International Epidemiology of Child and Adolescent Psychopathology: Findings for Diagnoses and Dimensions in Many Societies

Two related articles have presented findings pertaining to child and adolescent psychopathology assessed with standardized diagnostic interviews (SDIs) and dimensional rating instruments in many societies. The first article reviewed findings on the prevalence of disorders identified by SDIs in epidemiological samples of >300 children in >5 societies (Achenbach et al., 2012). The percentage of children qualifying for >1 diagnosis ranged from 1.8% in India to 50.6% in the U.S. The big difference in the prevalence of diagnosed disorders might suggest that psychopathology is very rare in India but very common in the U.S. However, other studies have yielded substantially higher prevalence in India and lower prevalence in the U.S. Because SDI studies have differed so much with respect to the diagnoses that were assessed, the informants (children and/or parents and/or teachers), and the methods for using informant data, these methodological differences preclude drawing firm conclusions about true differences in the prevalence of diagnosable disorders. Greater standardization of SDI procedures is therefore needed to achieve more accurate prevalence estimates.
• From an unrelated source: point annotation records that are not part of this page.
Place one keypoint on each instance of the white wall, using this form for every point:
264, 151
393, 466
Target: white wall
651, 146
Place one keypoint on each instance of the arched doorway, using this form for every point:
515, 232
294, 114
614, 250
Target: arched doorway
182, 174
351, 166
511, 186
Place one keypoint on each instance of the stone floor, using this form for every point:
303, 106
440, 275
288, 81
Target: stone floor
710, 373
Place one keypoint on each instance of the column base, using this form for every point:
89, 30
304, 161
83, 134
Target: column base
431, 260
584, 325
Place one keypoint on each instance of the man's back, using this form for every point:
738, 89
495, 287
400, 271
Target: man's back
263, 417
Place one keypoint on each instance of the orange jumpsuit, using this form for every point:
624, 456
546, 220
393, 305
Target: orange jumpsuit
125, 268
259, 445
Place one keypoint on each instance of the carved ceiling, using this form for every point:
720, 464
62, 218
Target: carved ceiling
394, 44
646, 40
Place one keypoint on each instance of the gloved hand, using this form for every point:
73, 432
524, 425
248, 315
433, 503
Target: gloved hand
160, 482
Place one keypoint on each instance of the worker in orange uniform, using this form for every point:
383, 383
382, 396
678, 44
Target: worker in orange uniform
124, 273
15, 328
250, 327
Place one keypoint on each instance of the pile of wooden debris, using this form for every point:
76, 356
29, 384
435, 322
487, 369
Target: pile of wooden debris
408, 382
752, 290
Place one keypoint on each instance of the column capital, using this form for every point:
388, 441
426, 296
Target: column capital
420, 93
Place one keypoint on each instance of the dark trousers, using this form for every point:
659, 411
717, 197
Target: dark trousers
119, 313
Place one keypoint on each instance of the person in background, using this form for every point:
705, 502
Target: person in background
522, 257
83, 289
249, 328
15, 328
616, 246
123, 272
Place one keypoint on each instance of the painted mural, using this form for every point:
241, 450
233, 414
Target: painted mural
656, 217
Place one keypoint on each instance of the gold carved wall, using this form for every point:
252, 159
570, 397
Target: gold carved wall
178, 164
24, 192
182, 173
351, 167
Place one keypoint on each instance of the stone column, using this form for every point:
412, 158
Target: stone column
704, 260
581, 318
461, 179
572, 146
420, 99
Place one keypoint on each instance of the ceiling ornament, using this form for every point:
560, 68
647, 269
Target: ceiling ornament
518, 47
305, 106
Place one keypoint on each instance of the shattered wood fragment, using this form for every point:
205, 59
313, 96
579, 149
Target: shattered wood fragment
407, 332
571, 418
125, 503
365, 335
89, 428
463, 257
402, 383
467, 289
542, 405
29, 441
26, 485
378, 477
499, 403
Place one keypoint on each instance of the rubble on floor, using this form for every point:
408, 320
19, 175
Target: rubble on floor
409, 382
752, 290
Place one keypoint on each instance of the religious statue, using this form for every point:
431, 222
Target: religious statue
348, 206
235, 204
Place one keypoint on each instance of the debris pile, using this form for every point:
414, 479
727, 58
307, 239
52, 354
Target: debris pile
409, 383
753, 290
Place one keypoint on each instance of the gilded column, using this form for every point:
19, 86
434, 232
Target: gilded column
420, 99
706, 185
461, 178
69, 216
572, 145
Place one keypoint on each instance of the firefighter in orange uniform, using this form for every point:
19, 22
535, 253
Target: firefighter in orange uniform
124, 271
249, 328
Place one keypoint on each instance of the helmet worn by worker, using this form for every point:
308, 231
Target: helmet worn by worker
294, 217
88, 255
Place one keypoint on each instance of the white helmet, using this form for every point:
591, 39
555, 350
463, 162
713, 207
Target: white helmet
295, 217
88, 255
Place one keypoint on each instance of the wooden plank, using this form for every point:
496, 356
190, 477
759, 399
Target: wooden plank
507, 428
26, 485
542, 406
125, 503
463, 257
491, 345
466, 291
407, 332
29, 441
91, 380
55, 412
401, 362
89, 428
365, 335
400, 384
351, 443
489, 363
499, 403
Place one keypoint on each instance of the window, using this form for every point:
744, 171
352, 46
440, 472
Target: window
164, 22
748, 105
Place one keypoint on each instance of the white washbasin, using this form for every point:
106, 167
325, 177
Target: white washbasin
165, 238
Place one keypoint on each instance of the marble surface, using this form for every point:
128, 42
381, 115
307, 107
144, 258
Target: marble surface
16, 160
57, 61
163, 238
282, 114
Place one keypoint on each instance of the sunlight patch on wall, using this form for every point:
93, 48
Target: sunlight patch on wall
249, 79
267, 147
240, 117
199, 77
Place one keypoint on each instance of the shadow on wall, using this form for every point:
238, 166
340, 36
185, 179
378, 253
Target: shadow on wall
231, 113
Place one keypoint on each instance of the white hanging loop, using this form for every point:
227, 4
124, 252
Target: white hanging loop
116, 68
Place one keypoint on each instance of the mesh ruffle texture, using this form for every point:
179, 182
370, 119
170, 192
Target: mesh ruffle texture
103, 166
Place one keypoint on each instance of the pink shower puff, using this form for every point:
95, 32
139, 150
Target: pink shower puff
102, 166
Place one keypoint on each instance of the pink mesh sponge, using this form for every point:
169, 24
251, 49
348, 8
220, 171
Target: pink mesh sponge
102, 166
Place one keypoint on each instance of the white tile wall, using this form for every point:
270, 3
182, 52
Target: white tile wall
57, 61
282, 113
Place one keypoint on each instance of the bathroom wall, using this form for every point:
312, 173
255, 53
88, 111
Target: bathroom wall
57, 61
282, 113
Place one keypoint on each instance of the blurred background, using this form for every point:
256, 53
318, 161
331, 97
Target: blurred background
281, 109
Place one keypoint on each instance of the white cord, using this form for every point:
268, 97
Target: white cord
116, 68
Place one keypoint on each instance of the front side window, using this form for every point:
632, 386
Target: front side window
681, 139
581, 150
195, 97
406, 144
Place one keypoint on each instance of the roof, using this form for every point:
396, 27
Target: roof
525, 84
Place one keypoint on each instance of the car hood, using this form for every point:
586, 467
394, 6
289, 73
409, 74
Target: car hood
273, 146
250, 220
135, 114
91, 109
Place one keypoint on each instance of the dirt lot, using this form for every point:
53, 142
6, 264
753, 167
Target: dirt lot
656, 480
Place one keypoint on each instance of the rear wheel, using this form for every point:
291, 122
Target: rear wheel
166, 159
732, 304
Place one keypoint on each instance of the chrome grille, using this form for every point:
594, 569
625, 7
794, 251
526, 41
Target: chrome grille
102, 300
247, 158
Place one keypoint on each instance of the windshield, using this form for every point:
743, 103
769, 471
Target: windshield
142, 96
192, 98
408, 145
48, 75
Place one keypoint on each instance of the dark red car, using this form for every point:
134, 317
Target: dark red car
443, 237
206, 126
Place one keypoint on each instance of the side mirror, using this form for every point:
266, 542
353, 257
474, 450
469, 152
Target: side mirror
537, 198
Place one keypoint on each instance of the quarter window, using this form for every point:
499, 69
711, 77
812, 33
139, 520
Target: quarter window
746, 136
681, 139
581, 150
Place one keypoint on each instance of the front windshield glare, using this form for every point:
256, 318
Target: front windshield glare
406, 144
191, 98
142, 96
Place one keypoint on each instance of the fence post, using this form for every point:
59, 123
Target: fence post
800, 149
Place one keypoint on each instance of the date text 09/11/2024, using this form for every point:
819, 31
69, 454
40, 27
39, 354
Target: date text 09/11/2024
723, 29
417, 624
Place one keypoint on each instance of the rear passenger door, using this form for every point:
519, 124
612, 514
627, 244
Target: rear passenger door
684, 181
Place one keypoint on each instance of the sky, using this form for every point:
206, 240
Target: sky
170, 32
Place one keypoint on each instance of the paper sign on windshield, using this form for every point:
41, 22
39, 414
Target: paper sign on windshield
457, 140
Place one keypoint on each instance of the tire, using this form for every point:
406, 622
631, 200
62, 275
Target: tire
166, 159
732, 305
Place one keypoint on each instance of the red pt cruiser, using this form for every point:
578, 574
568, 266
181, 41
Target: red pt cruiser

The first article also reviewed findings from dimensional rating instruments used to assess children and adolescents in different societies. The data have been subjected to confirmatory factor analyses (CFAs) to test the generalizability of their dimensional models, and their scale scores have been statistically compared across societies. The five dimensions of the Strengths and Difficulties Questionnaire (SDQ) have been supported in some CFAs, but a 3-dimensional internalizing-externalizing-prosocial model has been supported in epidemiological samples. The few direct statistical comparisons of SDQ scale scores from multiple societies have yielded smaller differences than were found for diagnoses made from SDIs. However, the differences were large enough to argue for norms that take account of population differences.


The second article reported findings and clinical applications based on data from population samples assessed with the CBCL/6-18, TRF, and YSR in 44 societies (Rescorla et al., 2012). CFAs supported the CBCL/6-18 and YSR 8-syndrome model and the TRF 7-syndrome model plus 2 TRF Attention Problems subsyndromes (Inattention and Hyperactivity-Impulsivity) in all samples. Considerable consistency was also found in the problems that received relatively low, medium, or high ratings in the various societies. Statistical comparisons of scale scores showed great uniformity for age and gender effects across societies but enough differences between societies in the magnitude of problem scores to warrant separate norms for societies with relatively low, intermediate, or high problem scores. Clinical applications of the different sets of norms were illustrated.

References:

Achenbach,T.M. et al. (2012) International epidemiology of child and adolescent psychopathology I: Diagnoses, dimensions, and conceptual issues. Journal of the American Academy of Child & Adolescent Psychiatry, 51, 1261-1272.

Rescorla, L.A. et al. (2012). International epidemiology of child and adolescent psychopathology II: Integration and applications of dimensional findings from 44 societies. Journal of the American Academy of Child & Adolescent Psychiatry, 51, 1273-1283.